If you are married, and have kids, you’ve probably come very close to divorcing after packing for a family trip. My husband thinks I pack too much. I think he doesn’t pack enough. While I’m not the type to bring a portable potty, I am the type to bring what I think will make my life easier. He believes we either don’t need things, or if we do, we can buy it at our destination because “people live there.”
If I hate running errands at home, I loathe running errands on vacation. But for this trip, I tried really hard to find a middle ground, packing fewer outfits and diapers than I normally would have.
But when the Goose’s little kid suitcase got flagged at the airport because the unopened package of wipes was mistaken for explosive materials, my husband reminded me, “You didn’t need to bring that. People live there.” I guess because he hadn’t had to deal with the explosive diarrhea that Goose had on her last flight, he wasn’t particularly worried about it for this one.
He was also very unhappy about the Camelbaks I packed for the girls. “They have water bottles where we are going,” he said. “People live there.” But I know my kids, and I know how often they spill their drinks.
But I forgot about what planes do to water bottles, which is probably much, much worse.

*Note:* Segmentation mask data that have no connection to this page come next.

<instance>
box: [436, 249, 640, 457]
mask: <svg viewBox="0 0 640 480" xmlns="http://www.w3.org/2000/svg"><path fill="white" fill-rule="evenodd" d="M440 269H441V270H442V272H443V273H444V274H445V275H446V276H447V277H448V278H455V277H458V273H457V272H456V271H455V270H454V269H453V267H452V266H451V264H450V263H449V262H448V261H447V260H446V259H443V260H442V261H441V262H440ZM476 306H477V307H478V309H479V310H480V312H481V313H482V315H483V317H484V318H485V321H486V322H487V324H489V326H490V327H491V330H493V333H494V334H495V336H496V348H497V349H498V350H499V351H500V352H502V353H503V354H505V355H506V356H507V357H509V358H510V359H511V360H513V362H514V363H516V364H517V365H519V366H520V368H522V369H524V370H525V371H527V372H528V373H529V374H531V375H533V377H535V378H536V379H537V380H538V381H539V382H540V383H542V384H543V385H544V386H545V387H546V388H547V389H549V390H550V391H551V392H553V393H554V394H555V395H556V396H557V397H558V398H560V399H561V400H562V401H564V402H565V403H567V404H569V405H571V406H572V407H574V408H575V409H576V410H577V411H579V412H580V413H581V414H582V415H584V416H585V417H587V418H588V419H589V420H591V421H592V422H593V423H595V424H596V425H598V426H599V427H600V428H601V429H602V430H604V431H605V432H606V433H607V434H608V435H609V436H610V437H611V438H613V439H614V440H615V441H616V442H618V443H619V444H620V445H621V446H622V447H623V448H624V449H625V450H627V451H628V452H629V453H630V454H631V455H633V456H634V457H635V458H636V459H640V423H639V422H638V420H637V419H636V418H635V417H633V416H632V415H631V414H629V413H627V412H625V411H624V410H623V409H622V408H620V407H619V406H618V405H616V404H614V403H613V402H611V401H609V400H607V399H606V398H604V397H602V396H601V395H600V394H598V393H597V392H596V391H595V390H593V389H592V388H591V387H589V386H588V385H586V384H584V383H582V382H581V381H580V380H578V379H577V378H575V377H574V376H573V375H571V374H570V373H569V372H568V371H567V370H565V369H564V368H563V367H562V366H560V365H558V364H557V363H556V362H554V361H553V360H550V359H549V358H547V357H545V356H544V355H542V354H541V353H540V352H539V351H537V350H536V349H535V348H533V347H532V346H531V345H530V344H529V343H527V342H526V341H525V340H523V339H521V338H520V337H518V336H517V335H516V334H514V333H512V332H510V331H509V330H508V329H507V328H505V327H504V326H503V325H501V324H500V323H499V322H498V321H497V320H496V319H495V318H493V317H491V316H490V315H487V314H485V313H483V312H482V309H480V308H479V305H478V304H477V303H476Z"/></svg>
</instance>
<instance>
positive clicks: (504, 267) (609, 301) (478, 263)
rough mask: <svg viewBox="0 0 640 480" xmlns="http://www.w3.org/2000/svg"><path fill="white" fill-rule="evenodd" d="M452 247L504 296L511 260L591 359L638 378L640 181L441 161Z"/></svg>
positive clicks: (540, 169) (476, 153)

Even though the nice attendant filled up the Camelbak after take off, the moment Goose flipped up the nozzle on her water bottle, a fully pressurized stream shot her point-blank in her tiny unsuspecting face. And as she screamed loudly and tried to wrestle the water away from her eyes, I could only watch in horror as the water shot up three feet high into the air, arced perfectly over the aisle of the airplane and came down to soak an unsuspecting Squirrel, who also started yelling.
The calm before the Camelbak storm
The husband was none too pleased.
His philosophy is that whatever you need is already on the plane. So he was aggravated when I pulled out goldfish (which was prior to the Great Airplane Soaking of 2017), and he was annoyed that I had brought headphones for the kids. And, true to my husband’s word, everything we could possibly need was provided, from kids movies to travel socks and ice cream!
Now, to be fair, we were also flying internationally on Lufthansa, which is apparently the official airline of children. Fly anywhere domestically with children, and you usually get the stink eye and some teddy grahams thrown at you. Lufthansa, however, has learned that marketing to the kinder-set is the way to win in the loyalty space.
On the first flight, the girls got a package that contained a coloring book, pencils, a puzzle, and a stuffed airplane, which Goose clutched tightly when she fell asleep for a few hours. At the lounge in Frankfurt, while it was 2 A.M. our time, the girls got t-shirts, more coloring books and pencils, and two building games. As we were boarding the flight from Frankfurt to Vienna, the flight attendant was trying to desperately and aggressively give me gummy bears, coloring books, and finger puppets — freaking finger puppets!– while I was already carrying my suitcase and an exhausted Goose to our seats.
It was at this point in the trip, when I had been up for about 23 hours, that my husband kindly reminded me that the two stuffies and a few small cars I allowed the girls to bring were also too much in his opinion because of course the kids were going to get free toys on the trip.